- Utility player
- Born: September 23, 1923 Yorkville, Illinois, U.S.
- Died: December 2, 2006 (aged 83) Albuquerque, New Mexico, U.S.
- Batted: RightThrew: Right

Teams
- Peoria Redwings (1949);

Career highlights and awards
- Women in Baseball – AAGPBL Permanent Display at Baseball Hall of Fame and Museum (since 1988);

= Corinne Clark =

American baseball player (1923–2006)

Marcia Corinne "Corky" Clark (September 23, 1923 – December 2, 2006) was an infield/outfield utility and right-handed hitter who played in the All-American Girls Professional Baseball League (AAGPBL). She was dubbed Corky.

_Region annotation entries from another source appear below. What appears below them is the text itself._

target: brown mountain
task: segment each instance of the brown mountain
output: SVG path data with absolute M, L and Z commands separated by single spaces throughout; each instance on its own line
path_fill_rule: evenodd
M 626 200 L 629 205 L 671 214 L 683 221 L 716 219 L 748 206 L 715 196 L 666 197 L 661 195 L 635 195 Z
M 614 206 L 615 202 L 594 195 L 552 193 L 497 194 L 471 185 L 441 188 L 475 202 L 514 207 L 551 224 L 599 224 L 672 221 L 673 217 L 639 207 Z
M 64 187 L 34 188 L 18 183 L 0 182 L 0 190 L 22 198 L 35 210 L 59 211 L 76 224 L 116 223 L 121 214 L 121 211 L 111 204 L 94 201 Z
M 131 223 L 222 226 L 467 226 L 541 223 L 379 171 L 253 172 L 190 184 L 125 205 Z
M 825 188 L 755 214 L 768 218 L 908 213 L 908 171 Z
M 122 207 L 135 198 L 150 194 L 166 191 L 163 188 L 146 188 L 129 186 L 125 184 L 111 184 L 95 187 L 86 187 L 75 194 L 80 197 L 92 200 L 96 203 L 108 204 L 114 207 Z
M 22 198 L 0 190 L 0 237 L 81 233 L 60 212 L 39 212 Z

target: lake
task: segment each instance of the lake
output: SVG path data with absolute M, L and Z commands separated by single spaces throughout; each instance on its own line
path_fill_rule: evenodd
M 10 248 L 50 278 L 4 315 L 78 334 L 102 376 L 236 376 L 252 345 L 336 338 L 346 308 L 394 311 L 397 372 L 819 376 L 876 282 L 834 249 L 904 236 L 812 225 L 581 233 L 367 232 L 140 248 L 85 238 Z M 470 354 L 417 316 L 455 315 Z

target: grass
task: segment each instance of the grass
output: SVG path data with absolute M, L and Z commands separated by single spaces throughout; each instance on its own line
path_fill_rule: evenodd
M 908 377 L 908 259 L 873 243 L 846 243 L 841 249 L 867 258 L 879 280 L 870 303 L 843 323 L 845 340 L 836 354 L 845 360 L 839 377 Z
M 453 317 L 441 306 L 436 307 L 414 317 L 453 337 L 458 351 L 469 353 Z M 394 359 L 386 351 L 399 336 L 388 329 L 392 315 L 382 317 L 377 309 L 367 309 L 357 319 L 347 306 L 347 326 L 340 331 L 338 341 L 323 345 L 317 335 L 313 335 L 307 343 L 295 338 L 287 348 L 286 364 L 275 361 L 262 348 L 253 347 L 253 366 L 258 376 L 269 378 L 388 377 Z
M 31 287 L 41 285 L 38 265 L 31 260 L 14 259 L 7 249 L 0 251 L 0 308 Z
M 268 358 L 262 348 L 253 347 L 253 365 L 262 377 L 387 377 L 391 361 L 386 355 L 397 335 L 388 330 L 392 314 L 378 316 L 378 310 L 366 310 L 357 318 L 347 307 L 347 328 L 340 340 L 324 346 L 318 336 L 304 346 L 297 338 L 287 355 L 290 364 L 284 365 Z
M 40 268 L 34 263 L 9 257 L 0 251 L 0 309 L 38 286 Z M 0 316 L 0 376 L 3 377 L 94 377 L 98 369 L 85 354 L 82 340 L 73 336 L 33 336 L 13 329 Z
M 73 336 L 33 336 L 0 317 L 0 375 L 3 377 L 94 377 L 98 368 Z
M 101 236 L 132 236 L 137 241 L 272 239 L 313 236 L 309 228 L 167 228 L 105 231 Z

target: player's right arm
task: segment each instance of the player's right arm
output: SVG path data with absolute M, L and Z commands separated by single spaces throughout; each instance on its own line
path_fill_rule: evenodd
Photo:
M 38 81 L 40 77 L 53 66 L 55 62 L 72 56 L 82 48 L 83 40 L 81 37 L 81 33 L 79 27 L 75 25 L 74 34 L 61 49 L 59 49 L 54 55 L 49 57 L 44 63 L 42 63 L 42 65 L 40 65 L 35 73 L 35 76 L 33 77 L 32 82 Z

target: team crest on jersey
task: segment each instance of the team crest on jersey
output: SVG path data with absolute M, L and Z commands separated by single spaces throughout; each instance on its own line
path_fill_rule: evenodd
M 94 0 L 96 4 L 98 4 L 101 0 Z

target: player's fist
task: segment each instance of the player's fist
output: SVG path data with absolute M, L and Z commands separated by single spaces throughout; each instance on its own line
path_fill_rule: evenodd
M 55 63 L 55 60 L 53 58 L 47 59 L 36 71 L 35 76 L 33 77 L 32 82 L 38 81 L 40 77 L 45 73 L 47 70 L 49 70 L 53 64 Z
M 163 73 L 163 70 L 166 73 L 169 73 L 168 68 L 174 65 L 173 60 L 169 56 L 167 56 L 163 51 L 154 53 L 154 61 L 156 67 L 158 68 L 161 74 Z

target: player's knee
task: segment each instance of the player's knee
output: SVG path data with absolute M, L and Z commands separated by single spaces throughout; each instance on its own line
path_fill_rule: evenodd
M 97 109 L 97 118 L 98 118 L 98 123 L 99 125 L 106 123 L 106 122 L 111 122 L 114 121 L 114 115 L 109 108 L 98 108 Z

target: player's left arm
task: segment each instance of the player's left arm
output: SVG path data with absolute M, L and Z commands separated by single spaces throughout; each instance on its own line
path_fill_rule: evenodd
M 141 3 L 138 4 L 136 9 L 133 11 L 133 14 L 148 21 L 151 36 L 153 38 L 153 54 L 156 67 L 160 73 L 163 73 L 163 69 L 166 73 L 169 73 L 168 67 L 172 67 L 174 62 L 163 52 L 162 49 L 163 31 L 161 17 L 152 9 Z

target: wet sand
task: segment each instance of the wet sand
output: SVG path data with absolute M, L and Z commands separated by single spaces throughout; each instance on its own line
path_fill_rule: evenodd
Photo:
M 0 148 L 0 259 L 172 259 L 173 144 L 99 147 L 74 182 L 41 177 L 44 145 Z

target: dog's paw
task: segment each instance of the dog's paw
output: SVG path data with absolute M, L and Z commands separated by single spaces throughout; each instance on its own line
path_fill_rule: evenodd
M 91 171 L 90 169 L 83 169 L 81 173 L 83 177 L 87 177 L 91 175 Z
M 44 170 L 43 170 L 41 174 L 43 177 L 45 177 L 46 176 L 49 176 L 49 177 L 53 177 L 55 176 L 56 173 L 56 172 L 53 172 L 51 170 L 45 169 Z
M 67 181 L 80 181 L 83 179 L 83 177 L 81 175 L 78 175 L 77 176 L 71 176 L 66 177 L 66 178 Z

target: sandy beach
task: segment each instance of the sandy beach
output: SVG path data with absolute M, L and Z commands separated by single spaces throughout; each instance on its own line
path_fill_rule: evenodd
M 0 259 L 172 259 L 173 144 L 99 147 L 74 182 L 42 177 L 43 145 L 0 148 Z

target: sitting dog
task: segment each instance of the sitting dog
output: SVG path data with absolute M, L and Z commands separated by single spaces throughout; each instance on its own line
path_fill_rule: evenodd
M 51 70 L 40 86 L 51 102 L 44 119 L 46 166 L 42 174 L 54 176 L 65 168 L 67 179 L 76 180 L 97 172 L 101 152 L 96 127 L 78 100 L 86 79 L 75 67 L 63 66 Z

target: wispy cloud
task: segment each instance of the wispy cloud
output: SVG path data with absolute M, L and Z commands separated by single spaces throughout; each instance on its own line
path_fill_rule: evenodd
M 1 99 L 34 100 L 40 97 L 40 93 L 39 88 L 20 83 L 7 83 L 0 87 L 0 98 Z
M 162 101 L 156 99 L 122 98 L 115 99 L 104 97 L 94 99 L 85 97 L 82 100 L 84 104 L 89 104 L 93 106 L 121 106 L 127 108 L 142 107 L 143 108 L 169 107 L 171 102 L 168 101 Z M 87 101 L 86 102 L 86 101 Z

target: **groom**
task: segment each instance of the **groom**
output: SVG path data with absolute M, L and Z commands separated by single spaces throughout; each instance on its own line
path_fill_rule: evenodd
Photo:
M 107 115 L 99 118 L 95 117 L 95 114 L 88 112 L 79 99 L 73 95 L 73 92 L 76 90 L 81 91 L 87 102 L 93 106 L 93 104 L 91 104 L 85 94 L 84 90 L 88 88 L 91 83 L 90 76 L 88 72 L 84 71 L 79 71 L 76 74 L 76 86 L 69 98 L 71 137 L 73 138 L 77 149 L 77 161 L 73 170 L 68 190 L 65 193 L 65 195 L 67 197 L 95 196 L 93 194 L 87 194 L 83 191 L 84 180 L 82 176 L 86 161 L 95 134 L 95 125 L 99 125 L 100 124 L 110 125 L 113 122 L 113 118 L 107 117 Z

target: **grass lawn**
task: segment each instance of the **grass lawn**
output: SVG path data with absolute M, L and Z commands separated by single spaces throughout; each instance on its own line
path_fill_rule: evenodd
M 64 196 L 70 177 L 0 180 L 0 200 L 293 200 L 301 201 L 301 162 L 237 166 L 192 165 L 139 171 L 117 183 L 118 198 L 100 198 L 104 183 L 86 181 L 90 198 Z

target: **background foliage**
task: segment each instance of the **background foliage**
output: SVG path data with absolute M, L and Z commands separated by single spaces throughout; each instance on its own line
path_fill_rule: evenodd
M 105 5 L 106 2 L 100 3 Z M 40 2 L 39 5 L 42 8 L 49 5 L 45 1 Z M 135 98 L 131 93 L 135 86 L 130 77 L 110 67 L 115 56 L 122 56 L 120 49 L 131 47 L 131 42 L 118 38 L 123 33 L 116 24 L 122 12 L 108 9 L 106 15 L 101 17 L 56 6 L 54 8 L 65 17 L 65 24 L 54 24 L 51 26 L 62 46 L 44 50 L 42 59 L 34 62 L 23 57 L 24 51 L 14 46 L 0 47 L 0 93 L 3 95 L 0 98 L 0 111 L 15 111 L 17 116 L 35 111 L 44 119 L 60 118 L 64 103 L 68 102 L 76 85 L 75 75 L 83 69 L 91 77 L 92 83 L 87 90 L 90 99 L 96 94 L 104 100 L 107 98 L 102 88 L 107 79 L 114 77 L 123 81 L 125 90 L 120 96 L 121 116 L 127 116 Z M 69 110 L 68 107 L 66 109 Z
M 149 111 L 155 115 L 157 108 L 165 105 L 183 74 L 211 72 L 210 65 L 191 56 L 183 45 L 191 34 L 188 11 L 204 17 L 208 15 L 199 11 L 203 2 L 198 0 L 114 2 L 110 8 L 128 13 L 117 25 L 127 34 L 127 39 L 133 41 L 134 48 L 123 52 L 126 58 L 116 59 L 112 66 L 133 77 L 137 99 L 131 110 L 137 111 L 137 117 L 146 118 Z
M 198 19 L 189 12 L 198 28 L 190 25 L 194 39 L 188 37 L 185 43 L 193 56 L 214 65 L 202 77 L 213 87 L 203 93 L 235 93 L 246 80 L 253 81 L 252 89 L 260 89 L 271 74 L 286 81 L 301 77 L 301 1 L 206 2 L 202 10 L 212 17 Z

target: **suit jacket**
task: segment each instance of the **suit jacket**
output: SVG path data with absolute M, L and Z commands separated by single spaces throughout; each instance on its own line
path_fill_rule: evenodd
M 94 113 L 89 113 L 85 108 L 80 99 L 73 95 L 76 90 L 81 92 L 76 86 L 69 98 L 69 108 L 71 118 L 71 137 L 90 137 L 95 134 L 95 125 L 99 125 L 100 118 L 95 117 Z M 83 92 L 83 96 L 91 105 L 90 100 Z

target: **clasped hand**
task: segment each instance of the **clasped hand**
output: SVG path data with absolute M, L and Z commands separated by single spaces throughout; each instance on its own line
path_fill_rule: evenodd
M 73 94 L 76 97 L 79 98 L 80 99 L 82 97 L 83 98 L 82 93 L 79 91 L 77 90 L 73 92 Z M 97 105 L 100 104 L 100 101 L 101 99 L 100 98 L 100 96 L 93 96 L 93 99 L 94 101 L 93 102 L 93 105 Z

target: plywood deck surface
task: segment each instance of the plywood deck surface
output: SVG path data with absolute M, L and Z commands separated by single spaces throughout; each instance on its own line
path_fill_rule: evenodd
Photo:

Clark was born in Yorkville, Illinois and graduated from Yorkville High School in 1941. She served in the Navy WAVES during World War II where she became a Machinist's Mate 2nd Class. she then joined the league with the Peoria Redwings in its 1949 season. Subsequently, she played softball in a Chicago league.

Afterwards, Clark earned three degrees and held leadership roles in physical education associations for more than two decades. She earned her Master of Science degree from Columbia University, following her Bachelor of Physical Education degree from Indiana University and a Bachelor of Physical Education degree from Indiana University.

Clark was chairman of the Health, Physical Education, and Recreation Department at the University of Wisconsin–Whitewater, then served as an Associate Dean of the College of Education until her retirement after 20 years of service. After retiring, she moved to Albuquerque, New Mexico.

An avid golfer since an early age, Clark was actively involved in women's amateur golf in New Mexico since 1988. As a result, the Corky Clark Junior Golf Foundation was established in 1998 in recognition of Corinne 'Corky' Clark. Since then, the Albuquerque Women's Golf Championship each year recognizes her praiseworthy contribution with the Corky Clark Cup presentation to the tournament champion.

The American Girls Professional Baseball League folded in 1954, but there is now a permanent display at the Baseball Hall of Fame and Museum at Cooperstown, New York since November 5, 1988 that honors those who were part of this unique experience. Clark, along with the rest of the league's girls, is included at the display/exhibit.

In addition, Clark gained induction into the UW–Whitewater Athletic Hall of Fame in 1991. Then in 2003, the university dedicated a permanent display case honoring her year in the All-American Girls Professional Baseball League.

Clark died in 2006 in Albuquerque, New Mexico, at the age of 83.